成年後見人の報酬

みなさん、こんにちわ。

司法書士の柿沼です。

成年後見の申立ての相談があると、

必ず伝えるのが成年後見人の報酬の目安です。

親族が後見人に就任できたらOKですが、後見人は家庭裁判所が選任するため、審判が下されるまでわからないからです。

そして、専門職後見人が選任された場合、その報酬はランニングコストとして(今のところ)生涯発生するものだからです。

最高裁「報酬に関する実情調査(令和7年)」が公表されました。

最高裁判所が公表した「報酬に関する実情調査(令和7年7月~12月)」によって、実際の運用傾向がかなり見えてきました。

今回は、この資料をもとに、

  • 成年後見人の報酬相場
  • 親族後見と専門職後見の違い
  • 資産額による傾向
  • 付加報酬の実情

について、実務目線でわかりやすく解説します。

参照資料:
最高裁判所「報酬に関する実情調査の集計結果について(令和7年)」


そもそも「後見人報酬」とは?

成年後見人等(成年後見人・保佐人・補助人など)は、家庭裁判所に申立てを行い、報酬付与の審判を受けることで報酬が決まります。
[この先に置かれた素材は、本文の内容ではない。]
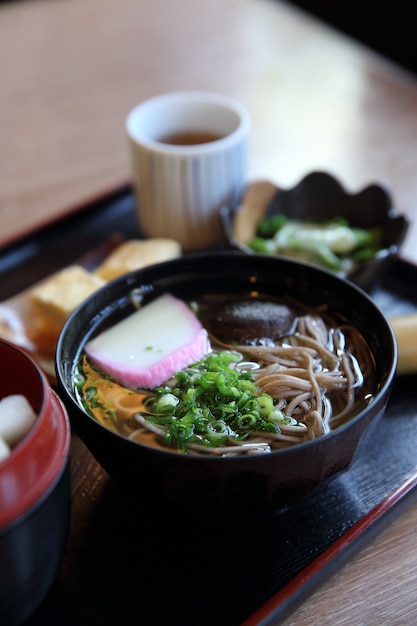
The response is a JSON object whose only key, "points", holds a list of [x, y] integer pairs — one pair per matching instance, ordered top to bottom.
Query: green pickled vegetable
{"points": [[333, 244], [212, 402]]}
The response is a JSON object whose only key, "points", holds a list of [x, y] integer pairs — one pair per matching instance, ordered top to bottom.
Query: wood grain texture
{"points": [[70, 72]]}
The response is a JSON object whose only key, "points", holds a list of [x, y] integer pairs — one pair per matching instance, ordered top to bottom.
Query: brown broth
{"points": [[190, 138]]}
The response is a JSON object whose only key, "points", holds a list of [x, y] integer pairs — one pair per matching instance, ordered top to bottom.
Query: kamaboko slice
{"points": [[146, 348]]}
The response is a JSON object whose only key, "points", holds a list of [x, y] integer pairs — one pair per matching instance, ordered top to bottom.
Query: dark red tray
{"points": [[124, 566]]}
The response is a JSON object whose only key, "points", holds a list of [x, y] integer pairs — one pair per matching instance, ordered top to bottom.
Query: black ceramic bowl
{"points": [[321, 197], [241, 485], [35, 491]]}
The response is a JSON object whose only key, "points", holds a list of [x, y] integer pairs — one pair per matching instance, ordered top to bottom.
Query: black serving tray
{"points": [[124, 566]]}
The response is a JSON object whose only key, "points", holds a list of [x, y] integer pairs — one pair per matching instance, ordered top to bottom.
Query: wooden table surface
{"points": [[70, 72]]}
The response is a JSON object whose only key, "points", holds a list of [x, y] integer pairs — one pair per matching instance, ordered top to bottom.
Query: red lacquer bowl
{"points": [[35, 491]]}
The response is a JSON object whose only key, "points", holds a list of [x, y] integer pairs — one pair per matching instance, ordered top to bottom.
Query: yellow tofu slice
{"points": [[137, 253], [57, 297]]}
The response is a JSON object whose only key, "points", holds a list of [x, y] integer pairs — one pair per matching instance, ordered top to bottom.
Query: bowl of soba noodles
{"points": [[223, 383]]}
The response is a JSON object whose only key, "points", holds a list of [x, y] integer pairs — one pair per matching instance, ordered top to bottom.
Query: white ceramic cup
{"points": [[181, 188]]}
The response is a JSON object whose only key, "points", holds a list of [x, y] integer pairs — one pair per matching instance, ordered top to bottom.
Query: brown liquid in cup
{"points": [[190, 138]]}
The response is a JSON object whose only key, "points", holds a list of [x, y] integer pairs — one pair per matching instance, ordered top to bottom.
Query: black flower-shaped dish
{"points": [[319, 197]]}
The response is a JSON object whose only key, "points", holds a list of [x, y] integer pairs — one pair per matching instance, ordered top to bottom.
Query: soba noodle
{"points": [[318, 376]]}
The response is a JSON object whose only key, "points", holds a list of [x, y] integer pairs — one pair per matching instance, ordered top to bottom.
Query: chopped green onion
{"points": [[211, 402]]}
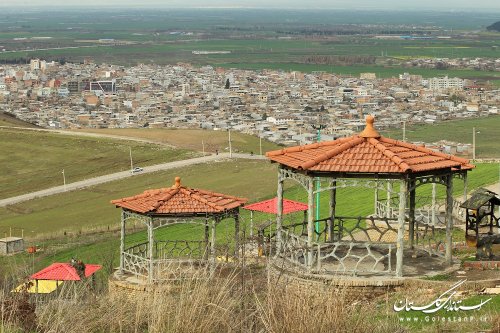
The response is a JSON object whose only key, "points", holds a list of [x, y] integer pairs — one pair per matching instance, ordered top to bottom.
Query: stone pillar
{"points": [[388, 203], [333, 204], [433, 205], [279, 213], [411, 214], [449, 219], [310, 221], [401, 227], [237, 235], [212, 241], [122, 242], [207, 242]]}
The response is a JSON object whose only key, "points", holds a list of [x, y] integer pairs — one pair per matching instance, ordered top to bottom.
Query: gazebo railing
{"points": [[180, 249], [337, 257]]}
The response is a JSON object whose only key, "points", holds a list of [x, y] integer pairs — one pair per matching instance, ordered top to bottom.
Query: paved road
{"points": [[121, 175]]}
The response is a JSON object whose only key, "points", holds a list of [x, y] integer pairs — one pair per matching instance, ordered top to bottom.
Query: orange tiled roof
{"points": [[368, 152], [179, 200]]}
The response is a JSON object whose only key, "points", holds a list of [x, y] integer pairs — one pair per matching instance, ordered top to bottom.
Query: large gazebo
{"points": [[366, 245], [158, 259]]}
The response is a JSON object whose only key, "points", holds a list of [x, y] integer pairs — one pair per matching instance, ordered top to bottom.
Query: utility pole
{"points": [[318, 127], [473, 143], [260, 145], [230, 148], [131, 163], [64, 180]]}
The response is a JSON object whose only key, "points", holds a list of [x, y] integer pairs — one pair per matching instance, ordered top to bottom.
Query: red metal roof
{"points": [[368, 152], [179, 200], [271, 206], [64, 272]]}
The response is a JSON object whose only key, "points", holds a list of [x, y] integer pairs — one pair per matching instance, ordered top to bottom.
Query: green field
{"points": [[487, 134], [194, 139], [33, 160]]}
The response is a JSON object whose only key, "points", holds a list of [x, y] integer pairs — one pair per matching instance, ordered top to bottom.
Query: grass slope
{"points": [[193, 139], [32, 160]]}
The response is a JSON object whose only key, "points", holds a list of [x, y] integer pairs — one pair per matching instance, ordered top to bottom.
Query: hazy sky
{"points": [[291, 4]]}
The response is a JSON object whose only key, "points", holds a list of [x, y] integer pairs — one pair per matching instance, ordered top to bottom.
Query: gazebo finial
{"points": [[369, 131], [177, 182]]}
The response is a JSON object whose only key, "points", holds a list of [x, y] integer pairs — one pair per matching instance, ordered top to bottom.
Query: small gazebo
{"points": [[366, 244], [156, 259]]}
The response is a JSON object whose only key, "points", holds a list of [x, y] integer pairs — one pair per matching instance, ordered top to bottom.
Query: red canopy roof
{"points": [[271, 206], [63, 272]]}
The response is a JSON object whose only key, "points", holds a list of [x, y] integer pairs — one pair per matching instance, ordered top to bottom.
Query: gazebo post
{"points": [[465, 187], [333, 203], [388, 203], [433, 205], [279, 213], [449, 219], [310, 220], [251, 223], [411, 224], [401, 227], [207, 233], [236, 234], [212, 241], [122, 242], [150, 249]]}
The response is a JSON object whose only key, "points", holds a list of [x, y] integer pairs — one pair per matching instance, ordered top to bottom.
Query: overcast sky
{"points": [[290, 4]]}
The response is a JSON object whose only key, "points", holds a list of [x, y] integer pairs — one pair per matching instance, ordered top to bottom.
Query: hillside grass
{"points": [[9, 120], [487, 134], [194, 139], [33, 160]]}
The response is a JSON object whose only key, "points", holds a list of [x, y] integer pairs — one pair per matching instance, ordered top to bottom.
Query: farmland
{"points": [[487, 134], [194, 139]]}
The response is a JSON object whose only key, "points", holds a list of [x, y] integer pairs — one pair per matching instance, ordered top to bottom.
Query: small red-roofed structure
{"points": [[177, 204], [271, 206], [366, 245], [64, 272]]}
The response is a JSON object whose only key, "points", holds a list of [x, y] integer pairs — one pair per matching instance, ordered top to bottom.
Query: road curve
{"points": [[122, 175]]}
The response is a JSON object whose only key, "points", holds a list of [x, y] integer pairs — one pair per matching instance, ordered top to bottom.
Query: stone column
{"points": [[403, 190], [333, 204], [279, 213], [411, 214], [449, 219], [310, 221], [237, 235], [122, 242], [150, 249]]}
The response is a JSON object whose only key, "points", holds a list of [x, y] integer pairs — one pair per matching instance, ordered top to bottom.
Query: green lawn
{"points": [[487, 134], [32, 160]]}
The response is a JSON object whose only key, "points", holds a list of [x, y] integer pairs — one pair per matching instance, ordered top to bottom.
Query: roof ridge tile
{"points": [[355, 140]]}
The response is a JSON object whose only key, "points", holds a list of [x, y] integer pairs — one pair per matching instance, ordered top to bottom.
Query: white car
{"points": [[137, 169]]}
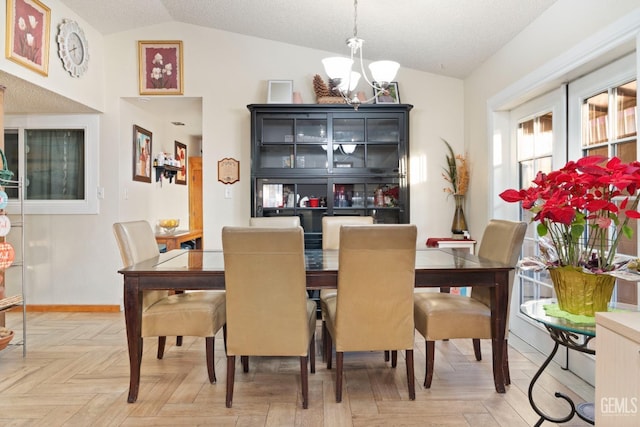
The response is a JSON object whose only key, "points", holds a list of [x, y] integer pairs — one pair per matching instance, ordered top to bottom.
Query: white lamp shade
{"points": [[337, 67], [384, 71], [350, 84]]}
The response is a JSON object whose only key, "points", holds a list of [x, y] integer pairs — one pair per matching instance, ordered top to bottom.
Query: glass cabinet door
{"points": [[293, 143], [371, 143], [380, 199]]}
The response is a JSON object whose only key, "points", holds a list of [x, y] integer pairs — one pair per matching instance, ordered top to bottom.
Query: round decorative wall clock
{"points": [[73, 48]]}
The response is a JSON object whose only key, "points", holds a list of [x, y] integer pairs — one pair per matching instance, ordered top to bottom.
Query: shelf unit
{"points": [[313, 160], [18, 268]]}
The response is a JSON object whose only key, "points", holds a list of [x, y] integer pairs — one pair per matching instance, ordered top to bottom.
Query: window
{"points": [[602, 119], [534, 141], [56, 159]]}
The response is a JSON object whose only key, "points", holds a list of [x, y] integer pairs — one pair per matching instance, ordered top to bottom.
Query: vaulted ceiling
{"points": [[447, 37]]}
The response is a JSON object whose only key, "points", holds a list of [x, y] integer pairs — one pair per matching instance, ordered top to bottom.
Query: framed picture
{"points": [[28, 28], [160, 67], [280, 92], [389, 96], [141, 154], [181, 156], [228, 170]]}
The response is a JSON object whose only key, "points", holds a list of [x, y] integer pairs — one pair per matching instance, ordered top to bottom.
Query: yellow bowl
{"points": [[169, 225]]}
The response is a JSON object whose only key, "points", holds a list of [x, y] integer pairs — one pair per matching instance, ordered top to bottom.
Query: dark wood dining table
{"points": [[204, 270]]}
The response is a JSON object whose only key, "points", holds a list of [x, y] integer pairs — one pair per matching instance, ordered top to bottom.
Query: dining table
{"points": [[182, 270]]}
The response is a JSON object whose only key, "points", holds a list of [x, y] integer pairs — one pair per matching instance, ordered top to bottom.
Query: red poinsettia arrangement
{"points": [[584, 209]]}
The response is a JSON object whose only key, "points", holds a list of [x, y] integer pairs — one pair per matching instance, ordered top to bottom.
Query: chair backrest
{"points": [[275, 221], [331, 228], [137, 242], [501, 242], [376, 279], [265, 282]]}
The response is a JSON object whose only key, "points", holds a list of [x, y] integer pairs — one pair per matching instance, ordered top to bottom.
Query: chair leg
{"points": [[224, 337], [324, 340], [161, 342], [476, 349], [430, 352], [312, 353], [329, 353], [339, 366], [505, 367], [211, 369], [231, 371], [304, 380], [411, 381]]}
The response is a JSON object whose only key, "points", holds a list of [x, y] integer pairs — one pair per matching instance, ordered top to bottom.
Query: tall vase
{"points": [[459, 225], [581, 293]]}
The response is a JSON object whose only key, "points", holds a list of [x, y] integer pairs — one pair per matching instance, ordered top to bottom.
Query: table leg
{"points": [[499, 301], [133, 321], [570, 341]]}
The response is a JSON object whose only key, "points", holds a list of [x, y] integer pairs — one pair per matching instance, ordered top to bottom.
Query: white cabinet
{"points": [[617, 369]]}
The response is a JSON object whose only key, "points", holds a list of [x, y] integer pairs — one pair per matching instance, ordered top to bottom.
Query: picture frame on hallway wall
{"points": [[28, 32], [160, 67], [389, 96], [142, 144], [181, 156]]}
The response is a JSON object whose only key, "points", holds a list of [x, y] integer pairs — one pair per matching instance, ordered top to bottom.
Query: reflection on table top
{"points": [[316, 260], [534, 309]]}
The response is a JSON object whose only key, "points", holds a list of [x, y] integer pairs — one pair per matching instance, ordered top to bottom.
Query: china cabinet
{"points": [[315, 160]]}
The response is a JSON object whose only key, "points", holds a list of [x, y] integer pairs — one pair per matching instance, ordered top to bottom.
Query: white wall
{"points": [[532, 52], [228, 81], [77, 256]]}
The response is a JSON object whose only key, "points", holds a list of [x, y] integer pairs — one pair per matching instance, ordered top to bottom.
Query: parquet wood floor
{"points": [[76, 374]]}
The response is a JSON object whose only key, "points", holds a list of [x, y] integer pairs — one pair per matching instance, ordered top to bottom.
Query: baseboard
{"points": [[72, 308]]}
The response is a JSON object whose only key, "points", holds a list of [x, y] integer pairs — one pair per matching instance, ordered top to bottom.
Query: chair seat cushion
{"points": [[197, 314], [441, 316]]}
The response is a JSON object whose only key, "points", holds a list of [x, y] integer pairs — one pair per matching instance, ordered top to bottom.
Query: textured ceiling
{"points": [[447, 37]]}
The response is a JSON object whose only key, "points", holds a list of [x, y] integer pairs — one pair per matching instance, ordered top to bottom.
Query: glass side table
{"points": [[568, 334]]}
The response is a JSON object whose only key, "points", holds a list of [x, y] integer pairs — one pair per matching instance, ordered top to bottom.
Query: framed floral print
{"points": [[28, 27], [160, 67], [141, 154], [181, 156]]}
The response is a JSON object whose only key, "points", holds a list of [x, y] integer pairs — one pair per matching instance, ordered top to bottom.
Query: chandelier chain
{"points": [[355, 18]]}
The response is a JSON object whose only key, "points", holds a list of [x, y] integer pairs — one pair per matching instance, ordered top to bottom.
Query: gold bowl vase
{"points": [[581, 293]]}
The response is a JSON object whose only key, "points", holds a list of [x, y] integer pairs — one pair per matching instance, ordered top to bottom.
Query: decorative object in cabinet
{"points": [[313, 160]]}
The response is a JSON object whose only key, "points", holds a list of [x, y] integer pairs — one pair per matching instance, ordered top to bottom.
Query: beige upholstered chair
{"points": [[275, 221], [331, 241], [373, 310], [268, 311], [198, 314], [440, 316]]}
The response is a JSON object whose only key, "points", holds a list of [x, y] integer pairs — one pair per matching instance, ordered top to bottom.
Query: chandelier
{"points": [[344, 80]]}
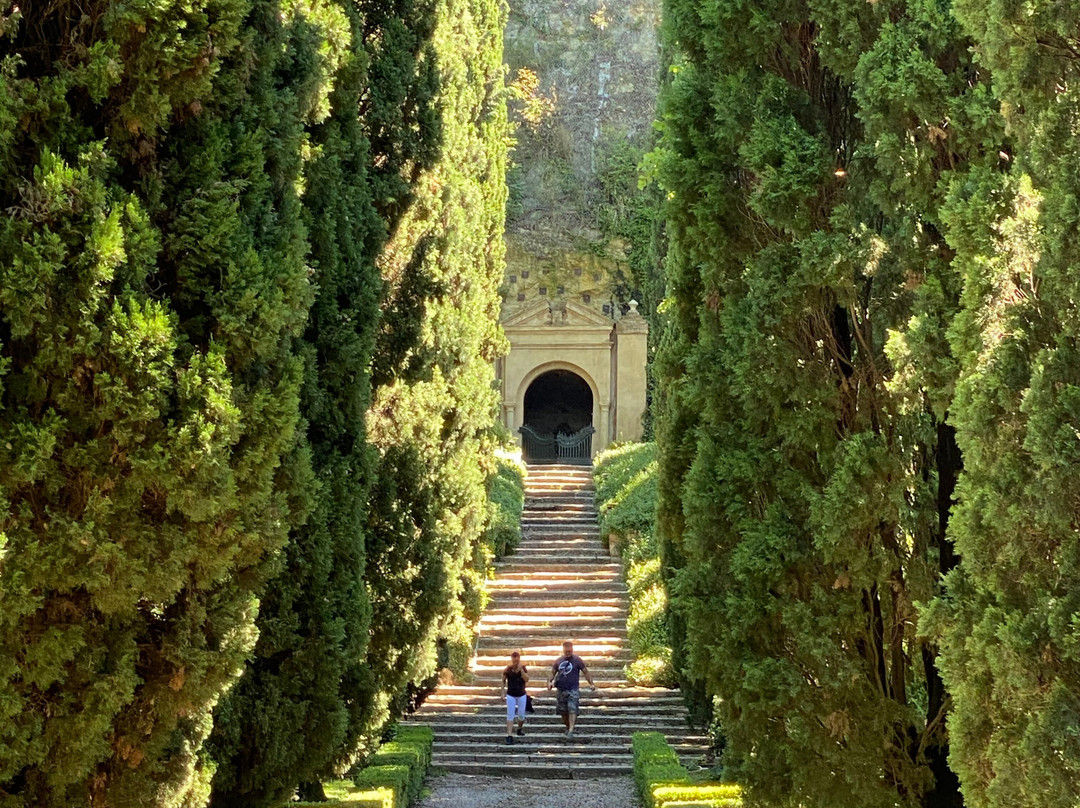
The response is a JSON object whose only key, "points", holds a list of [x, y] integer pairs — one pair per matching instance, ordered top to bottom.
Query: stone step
{"points": [[540, 496], [547, 508], [559, 517], [541, 559], [607, 570], [559, 584], [558, 589], [550, 594], [601, 608], [495, 652], [594, 654], [469, 696], [497, 708], [549, 727], [485, 732], [528, 744], [559, 754], [537, 771]]}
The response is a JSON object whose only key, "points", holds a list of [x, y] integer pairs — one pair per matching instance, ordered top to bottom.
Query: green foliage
{"points": [[197, 206], [153, 285], [807, 372], [433, 403], [626, 497], [505, 501], [1008, 628], [296, 714], [400, 765], [662, 781]]}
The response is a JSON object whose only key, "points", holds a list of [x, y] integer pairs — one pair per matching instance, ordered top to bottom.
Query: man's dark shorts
{"points": [[568, 701]]}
今回の調査では、令和7年7月~12月に終了した約10万件以上の事件を対象に、実際に認められた報酬額が集計されています。


専門職後見人の報酬は「20万円台」が中心

資料を見ると、司法書士・弁護士などの「親族以外」の成年後見人については、

  • 流動資産100万円未満
  • 流動資産100万~500万円
  • 流動資産500万~1000万円

あたりの層では、年間報酬「20万円台」がかなり多いことが分かります。

つまり、

月額換算で約2万円前後

が、実務上の一つの目安といえそうです。

これは従来から言われてきた「基本報酬月2万円」という運用感覚とも整合しています。


資産額が増えると報酬も上がる傾向

一方で、本人の流動資産が増えると、30万円台・40万円台以上の割合も増加しています。

特に、

  • 5000万円超
  • 1億円超

の層になると、高額報酬の割合がかなり増えます。

これは単純に「お金が多いから」ではなく、

  • 財産管理の難易度
  • 金融機関対応
  • 投資商品管理
  • 相続対応
  • 不動産処分

など、業務量が増えるためです。


親族後見人は「10万円未満」も多い

親族後見人については、専門職後見人とはかなり傾向が異なります。

付加報酬なしのケースでは、

「10万円未満」

の割合が非常に高くなっています。

つまり、

  • 無報酬に近いケース
  • ごく低額のケース

も実際にはかなり存在している、ということです。

親族後見では、

  • 家族としての支援
  • 財産規模が比較的小さい
  • 専門的業務が少ない

という事情が影響していると思われます。


「付加報酬」で金額は変わる

資料では、

  • 不動産売却
  • 遺産分割
  • 訴訟対応
  • 特殊な財産整理

など、特別な業務を行った場合の「付加報酬」の有無も分析されています。

当然ながら、

付加報酬ありのケースでは、全体的に高額化

する傾向が明確に出ています。

実務的には、

  • 自宅売却
  • 空き家処分
  • 相続手続
  • 施設入所調整

などが絡むと、通常報酬だけでは終わらないことが多い印象です。


今回の調査で大きいのは「予測可能性」

今回の資料の一番重要なポイントは、

「後見人報酬がどの程度になるか」

について、以前より予測しやすくなったことです。

成年後見制度は、

  • 費用が不透明
  • ずっと報酬が発生する
  • 途中でやめられない

という不安を持たれやすい制度です。

そのため、こうした統計データの公表は、利用者にとって非常に意味があります。